Each year, CMS draws a random sample of rostered patients. The sample is designed to be representative of all rostered patients, and large enough to yield sufficient completed surveys to achieve an acceptable level of reliability (i.e., ability to find statistically significant differences between practices). CAHPS surveys and surveys that form the basis for payment determinations have widely accepted the coefficient of 0.70 as the threshold for interclass (i.e., between-practice) reliability. The PCF PEC Survey follows recommended guidelines to determine the number of surveys needed to meet or exceed reliability of 0.70, based on practice size. There is no required minimum response rate for Performance-based Adjustment (PBA) scoring, but the survey vendor does send the survey to a large number of patients so that even if the response rate is low each practice can be expected to meet a minimum number of responses. The minimum number of responses is set to satisfy criteria for adequate measure reliability.
PCF, like most surveys which are used for making payment determinations, always bases scores on the responding patients. Practices' results are then risk-adjusted to remove any patient-level factors outside of the control of practices (for example patient health status, education or age) which may affect scores.
Why is CMS asking practices to provide an all-patient roster for PECS (not just Medicare beneficiaries)?
While utilization measures are collected for Medicare beneficiaries only, eCQMs, CQM, and PECS data are collected for patients under all payers and insurance statuses, including Medicare. We are requesting your all-patient roster to send a sample of your patients the PEC Survey. Measuring and improving care for all patients is a crucial aspect of PCF. CMS will share the survey results with your practice to help you make changes to improve your patients' experience of care.
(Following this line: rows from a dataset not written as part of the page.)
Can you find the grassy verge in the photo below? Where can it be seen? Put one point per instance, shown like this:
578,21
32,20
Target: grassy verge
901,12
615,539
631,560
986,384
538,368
Survey Measures and Reporting
Which official CAHPS survey needs to be fielded for Primary Care First?
The PCF PECS is based on a combination of questions from the CG-CAHPS v.3.1 and CAHPS Patient-Centered Medical Home Item Set v. 3.0. A copy of the survey is posted on the PCF PECS web portal for vendors and practice sites and can be found here.
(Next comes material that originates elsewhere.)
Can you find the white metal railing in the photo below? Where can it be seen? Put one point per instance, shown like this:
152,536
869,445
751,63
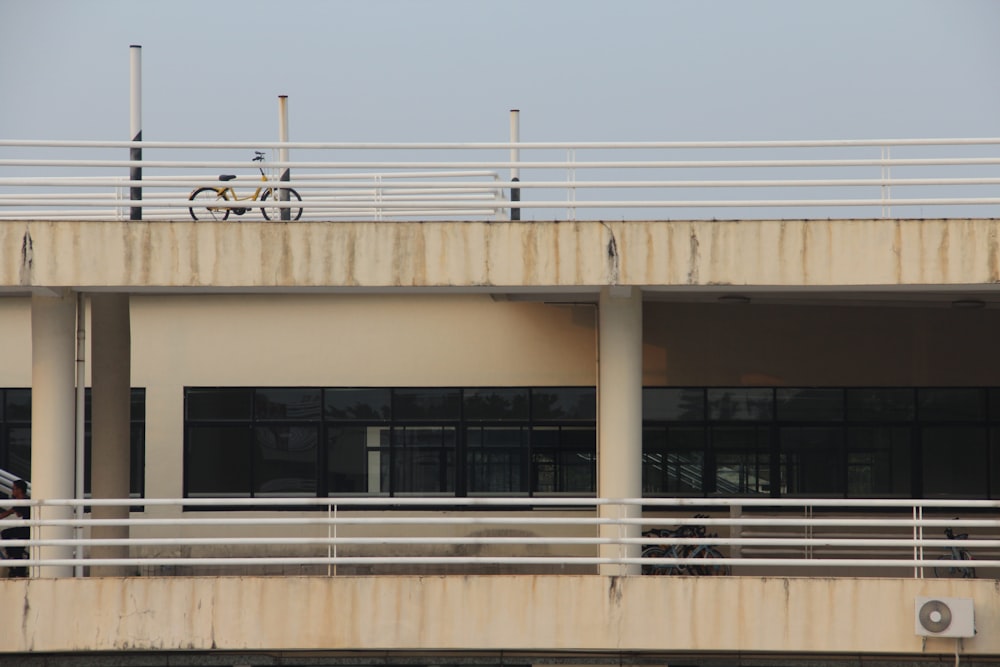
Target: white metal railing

What kind of questions are asked in the PCF PECS?
The questions in the survey ask about health care experiences. For example, how hard or easy it is to get appointments, and if the patient's health care team listens and explains things in a way that is easy to understand. The survey is posted here on the PECS website.
Can practices add their own questions to the PCF PECS?
Yes, practices can add practice-specific questions as long as they abide by the requirements in the Quality Assurance Guidelines Section 5.5.6.
What if my practice's survey has a low response rate?
PCF PECS protocols are specifically designed to meet target response rates and yield the required number of completed surveys. If a practice does not meet the reliability threshold, CMS will use the responses that were received, and the scores will be calculated based on those responses.
Does CMS publicly report the results of PCF PECS anywhere?
The results of the PCF PECS are not publicly reported. Practice sites receive individual reports with summary data in the late summer.
How will practices receive the results of the PCF PECS?
CMS prepares personalized, easy to understand score reports for each practice site. The report reflects all Complete and Partially Complete surveys for that practice site.